Hindu-Nationalisten fordern härteres Vorgehen
Die Lage hat sich nach dem 11. September deutlich verschärft. Die hindu-nationalistische Regierung in New Delhi sah die Chance gekommen, härter gegen terroristische Aktivitäten im indischen Teil Kaschmirs vorzugehen. Dort kämpfen militante Moslems für den Anschluss an Pakistan oder für die Unabhängigkeit. Dabei werden sie von Pakistan mit Waffen, Geld und Logistik unterstützt. In Indien häufen sich darum die Stimmen, die fordern, das Konfliktgeschehen aus dem indischen Kaschmir heraus nach Pakistan zu verlegen. Ebenso wie die USA hätte Indien das Recht auf Selbstverteidigung gegen "einen von Pakistan entfachten Staatsterrorismus". Der Anschlag auf das indische Parlament hat das Fass endgültig zum Überlaufen gebracht.

Außerdem befindet sich die indische Regierung vor wichtigen Landtagswahlen, die über ihren Fortbestand entscheiden könnten. Da können sich die Hindu-Nationalisten kein Nachgeben erlauben.

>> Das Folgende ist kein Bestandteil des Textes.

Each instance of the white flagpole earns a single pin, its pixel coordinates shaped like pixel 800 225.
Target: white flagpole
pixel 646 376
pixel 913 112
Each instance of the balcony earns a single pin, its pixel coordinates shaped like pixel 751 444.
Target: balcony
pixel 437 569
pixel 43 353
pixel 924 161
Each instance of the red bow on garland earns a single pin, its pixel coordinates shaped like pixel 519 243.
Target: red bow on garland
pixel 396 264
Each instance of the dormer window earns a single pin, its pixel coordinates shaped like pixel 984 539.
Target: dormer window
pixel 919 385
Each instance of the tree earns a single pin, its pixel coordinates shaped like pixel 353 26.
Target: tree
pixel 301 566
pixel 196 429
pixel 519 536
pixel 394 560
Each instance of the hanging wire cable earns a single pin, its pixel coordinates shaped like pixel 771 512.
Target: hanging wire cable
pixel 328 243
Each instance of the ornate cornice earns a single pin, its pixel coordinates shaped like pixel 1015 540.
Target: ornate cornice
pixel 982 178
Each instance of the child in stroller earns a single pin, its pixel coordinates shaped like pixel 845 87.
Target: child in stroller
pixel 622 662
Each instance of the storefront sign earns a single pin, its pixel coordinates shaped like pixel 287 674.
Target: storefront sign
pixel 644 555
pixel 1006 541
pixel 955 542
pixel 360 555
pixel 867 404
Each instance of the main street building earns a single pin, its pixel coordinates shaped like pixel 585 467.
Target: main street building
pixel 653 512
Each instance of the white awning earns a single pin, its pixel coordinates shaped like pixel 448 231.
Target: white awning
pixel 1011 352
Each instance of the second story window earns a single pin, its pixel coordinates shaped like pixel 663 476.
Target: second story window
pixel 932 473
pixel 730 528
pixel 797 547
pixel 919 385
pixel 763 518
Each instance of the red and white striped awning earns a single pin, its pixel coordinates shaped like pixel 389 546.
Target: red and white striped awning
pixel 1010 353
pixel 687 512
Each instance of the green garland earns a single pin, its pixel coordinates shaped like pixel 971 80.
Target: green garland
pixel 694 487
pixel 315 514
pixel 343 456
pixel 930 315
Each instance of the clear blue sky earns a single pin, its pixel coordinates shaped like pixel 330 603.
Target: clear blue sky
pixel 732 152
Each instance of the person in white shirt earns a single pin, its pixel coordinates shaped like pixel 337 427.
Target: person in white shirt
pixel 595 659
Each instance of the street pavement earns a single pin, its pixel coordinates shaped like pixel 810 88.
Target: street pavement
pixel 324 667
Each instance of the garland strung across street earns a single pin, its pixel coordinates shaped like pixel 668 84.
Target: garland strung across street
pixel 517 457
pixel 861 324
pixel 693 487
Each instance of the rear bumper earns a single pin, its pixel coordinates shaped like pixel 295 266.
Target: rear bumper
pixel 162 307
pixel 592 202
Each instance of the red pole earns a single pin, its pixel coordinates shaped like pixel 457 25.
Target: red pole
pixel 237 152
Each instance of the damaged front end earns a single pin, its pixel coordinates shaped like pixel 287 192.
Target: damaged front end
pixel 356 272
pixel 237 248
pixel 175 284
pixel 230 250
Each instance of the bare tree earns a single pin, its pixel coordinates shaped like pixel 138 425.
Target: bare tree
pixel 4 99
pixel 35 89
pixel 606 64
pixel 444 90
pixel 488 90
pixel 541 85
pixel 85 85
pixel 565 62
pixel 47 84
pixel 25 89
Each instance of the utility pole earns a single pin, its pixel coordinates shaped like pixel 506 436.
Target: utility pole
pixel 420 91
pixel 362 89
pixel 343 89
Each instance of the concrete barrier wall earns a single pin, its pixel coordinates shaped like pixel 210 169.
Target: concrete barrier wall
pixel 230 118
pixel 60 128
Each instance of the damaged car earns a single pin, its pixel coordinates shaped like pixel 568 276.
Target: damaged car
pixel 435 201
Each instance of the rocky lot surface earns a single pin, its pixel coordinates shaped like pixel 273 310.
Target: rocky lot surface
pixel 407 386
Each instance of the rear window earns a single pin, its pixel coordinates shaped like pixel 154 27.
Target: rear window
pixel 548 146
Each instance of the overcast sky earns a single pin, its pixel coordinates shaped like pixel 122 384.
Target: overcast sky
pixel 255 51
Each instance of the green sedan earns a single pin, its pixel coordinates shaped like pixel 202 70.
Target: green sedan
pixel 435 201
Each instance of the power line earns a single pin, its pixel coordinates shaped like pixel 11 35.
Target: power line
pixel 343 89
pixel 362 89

Umgekehrt berührt die Kaschmir-Frage wie keine andere den nationalen Stolz der Pakistaner. Auf diesem Terrain muss Militärmachthaber Musharraf vorsichtig agieren, um sich nicht den Zorn des Volkes zuziehen. Ansonsten muss er damit rechnen, von Rivalen unter dem Vorwand der Islamfeindlichkeit oder des mangelnden Patriotismus hinweggefegt zu werden.

Gefahr eines Atomkrieges
Drei Kriege haben Indien und Pakistan bereits geführt - der vierte könnte in einer nuklearen Katastrophe enden. Beide Staaten verfügen über Atombomben und Mittelstreckenraketen. Zwar gilt auch auf dem Subkontinent der erste Grundsatz der atomaren Logik: Wer zuerst schießt, stirbt als zweiter. Aber wer weiß, ob die Vernunft die Oberhand behält? Selbst wenn ja, ist ein Atomkrieg nicht ausgeschlossen. Denn Mechanismen, die eine unbefugte Nutzung oder einen unbeabsichtigten Abschuss von Atomwaffen verhindern, existieren nicht. Nicht umsonst bezeichnete der ehemalige US-Präsident Clinton Südasien bereits letztes Jahr "als die gefährlichste Region der Welt".